Working Poor in Österreich: Arm trotz Arbeit

Rund 300.000 ÖsterreicherInnen kommen trotz Arbeit nicht über die Runden. Sogar Vollzeitbeschäftigung schützt nicht immer vor Armut.
 
Denise (Name geändert) arbeitet dreißig Stunden in einer Buchhandlung. Sie hat drei Kinder und auch nach der Trennung von ihrem Ehemann kam sie gut über die Runden – bis er krank wurde und plötzlich die Alimente nicht mehr zahlen konnte. Mit diesem unerwarteten Ausfall begannen die Geldsorgen – finanziell gingen sich Miete, Strom, Lebensmittel und die sonstigen anfallenden Ausgaben für sie und ihre Kinder kaum mehr aus.

Damit ist Denise nicht alleine. Armut trotz Arbeit ist kein Nischenphänomen. Rund 300.000 Menschen in Österreich sind armutsgefährdet, obwohl sie einen Job haben. Diese Gruppe nennt man “Working Poor”.

Armutsgefährdet trotz Vollzeitjob

Wer glaubt, dass nur Menschen betroffen sind, die Teilzeit oder geringfügig arbeiten, irrt. Die Hälfte der Betroffenen haben Vollzeitberufe (PDF, S. 10). “Vollzeitbeschäftigte Armutsgefährdete versorgen oft andere Menschen in ihrem Haushalt mit.
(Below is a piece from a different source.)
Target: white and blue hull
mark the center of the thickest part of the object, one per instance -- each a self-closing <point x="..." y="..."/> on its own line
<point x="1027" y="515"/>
Das können Kinder sein, kranke Personen und andere, die keinen Job haben oder haben können”, sagt Gerlinde Titelbach vom Institut für Höhere Studien (IHS). Ursachen können außerdem Saisonarbeit und Teilzeitarbeit in Kombination mit niedrigem Stundenlohn in manchen Branchen sein.

Risikofaktor Kind

Fälle wie jener von Denise kennt Doris Anzengruber zu Hauf. Sie leitet die Sozialberatung der Caritas in Wien. “Bei Trennungen sind es eben oft die Frauen, die mit den Kindern in der ehemals gemeinsamen Wohnung bleiben. Sie müssen dann plötzlich die Kosten allein stemmen und im schlimmsten Fall müssen sie erst via Gericht die Alimente bei den Vätern eintreiben,” erzählt Anzengruber.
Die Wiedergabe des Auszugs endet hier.